Iranian linguist and lexicographer (1879–1956)

Allamah Ali-Akbar Dehkhodā (علی‌اکبر دهخدا; 1879 - 9 March 1956) was a prominent Iranian literary writer, philologist, and lexicographer.

He was the author of the Dehkhoda Dictionary, the most extensive dictionary of the Persian language published to date.

==Biography==
Dehkhoda was born in Tehran to parents from Qazvin. His father, Khan-Baba Khan Ghazvini, died when he was only 9 years old.

Dehkhoda excelled quickly in Persian literature, Arabic, and French. He enrolled at the School of Political Science, which employed, amongst other figures, the Minister of Foreign Affairs and his Secretary as lecturers.

He was also active in politics, and served in the Majles as a Member of Parliament from Kerman and Tehran. He also served as Dean of Tehran School of Political Science and later the School of Law of the University of Tehran.

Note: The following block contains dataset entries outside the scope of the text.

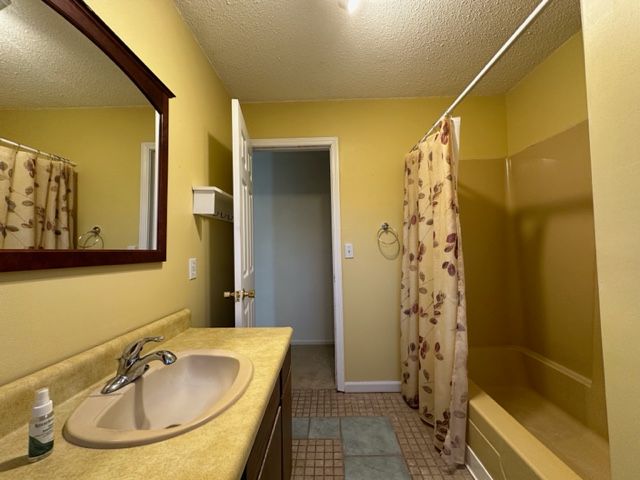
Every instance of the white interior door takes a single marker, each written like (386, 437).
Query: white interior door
(243, 259)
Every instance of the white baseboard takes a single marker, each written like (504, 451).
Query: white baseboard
(372, 387)
(312, 342)
(475, 467)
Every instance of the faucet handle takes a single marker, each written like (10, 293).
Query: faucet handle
(132, 351)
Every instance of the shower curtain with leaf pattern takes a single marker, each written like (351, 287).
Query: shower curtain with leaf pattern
(37, 201)
(433, 313)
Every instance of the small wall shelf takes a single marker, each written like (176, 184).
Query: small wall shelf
(213, 203)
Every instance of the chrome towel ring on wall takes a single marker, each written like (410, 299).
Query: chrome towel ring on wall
(388, 241)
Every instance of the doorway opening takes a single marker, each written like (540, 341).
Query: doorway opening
(297, 253)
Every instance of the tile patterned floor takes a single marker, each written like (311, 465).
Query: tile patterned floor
(316, 458)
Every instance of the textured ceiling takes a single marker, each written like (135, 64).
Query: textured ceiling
(268, 50)
(46, 63)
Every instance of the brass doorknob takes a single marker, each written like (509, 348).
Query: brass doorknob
(239, 295)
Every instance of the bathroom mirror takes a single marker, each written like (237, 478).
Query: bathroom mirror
(83, 142)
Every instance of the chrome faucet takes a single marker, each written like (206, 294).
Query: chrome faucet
(131, 365)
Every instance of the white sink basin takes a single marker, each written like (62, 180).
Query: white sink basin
(166, 401)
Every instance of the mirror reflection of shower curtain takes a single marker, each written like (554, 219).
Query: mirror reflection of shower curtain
(37, 201)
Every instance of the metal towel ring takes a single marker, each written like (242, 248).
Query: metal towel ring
(393, 246)
(91, 239)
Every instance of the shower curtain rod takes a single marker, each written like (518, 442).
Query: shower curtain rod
(523, 26)
(29, 149)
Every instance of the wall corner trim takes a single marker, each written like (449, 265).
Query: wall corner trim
(372, 387)
(475, 467)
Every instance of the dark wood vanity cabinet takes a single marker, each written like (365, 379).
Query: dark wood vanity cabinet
(270, 457)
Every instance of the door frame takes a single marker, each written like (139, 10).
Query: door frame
(330, 144)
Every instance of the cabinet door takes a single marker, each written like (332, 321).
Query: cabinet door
(272, 466)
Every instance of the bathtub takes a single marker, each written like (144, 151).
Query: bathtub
(515, 433)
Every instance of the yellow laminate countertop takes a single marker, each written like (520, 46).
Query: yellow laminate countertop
(217, 450)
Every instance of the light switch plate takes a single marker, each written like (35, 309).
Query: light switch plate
(348, 250)
(193, 268)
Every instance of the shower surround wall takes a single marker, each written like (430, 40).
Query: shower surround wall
(536, 345)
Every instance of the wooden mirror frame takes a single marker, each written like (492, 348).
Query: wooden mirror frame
(78, 14)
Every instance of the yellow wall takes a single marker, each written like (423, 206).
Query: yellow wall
(105, 144)
(612, 58)
(374, 136)
(50, 315)
(550, 99)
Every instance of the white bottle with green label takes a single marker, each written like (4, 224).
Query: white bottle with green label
(41, 426)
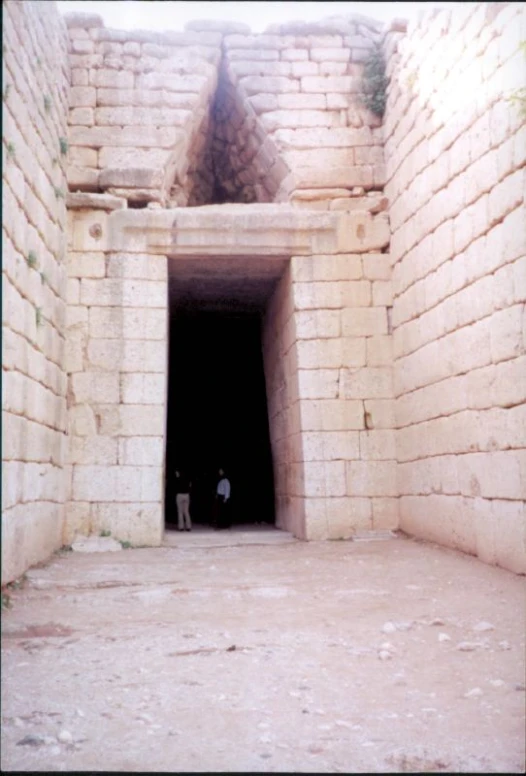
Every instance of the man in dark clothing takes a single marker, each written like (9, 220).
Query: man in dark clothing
(182, 500)
(222, 502)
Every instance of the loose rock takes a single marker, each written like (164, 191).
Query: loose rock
(31, 740)
(483, 626)
(467, 646)
(476, 692)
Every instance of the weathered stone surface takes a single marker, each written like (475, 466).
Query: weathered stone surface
(130, 177)
(85, 201)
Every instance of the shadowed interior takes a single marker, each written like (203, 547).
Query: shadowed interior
(217, 408)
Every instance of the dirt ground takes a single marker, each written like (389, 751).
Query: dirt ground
(250, 651)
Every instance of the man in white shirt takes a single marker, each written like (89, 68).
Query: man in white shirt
(222, 502)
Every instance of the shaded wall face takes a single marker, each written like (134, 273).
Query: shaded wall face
(35, 96)
(116, 361)
(206, 116)
(455, 149)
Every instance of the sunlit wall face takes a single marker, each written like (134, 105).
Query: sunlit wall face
(136, 14)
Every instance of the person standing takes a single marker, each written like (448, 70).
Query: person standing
(182, 500)
(222, 501)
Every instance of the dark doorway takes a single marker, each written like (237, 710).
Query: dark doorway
(217, 415)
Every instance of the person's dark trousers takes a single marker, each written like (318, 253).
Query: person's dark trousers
(223, 514)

In 1903, he went to the Balkans as an Iranian embassy employee, but came back to Iran two years later and became involved in the Constitutional Revolution of Iran.

Dehkhoda, Mirza Jahangir Khan and Ghasem Khan published the Sur-e Esrafil newspaper for about two years, until Mohammad Ali Shah Qajar disbanded the parliament and banished Dehkhoda and some other liberals into exile in Europe. There he continued publishing articles and editorials, but when Mohammad Ali Shah was deposed in 1911, he returned to the country and became a member of the new Majlis.

He is buried in Ebn-e Babooyeh cemetery in Shahr-e Ray, near Tehran.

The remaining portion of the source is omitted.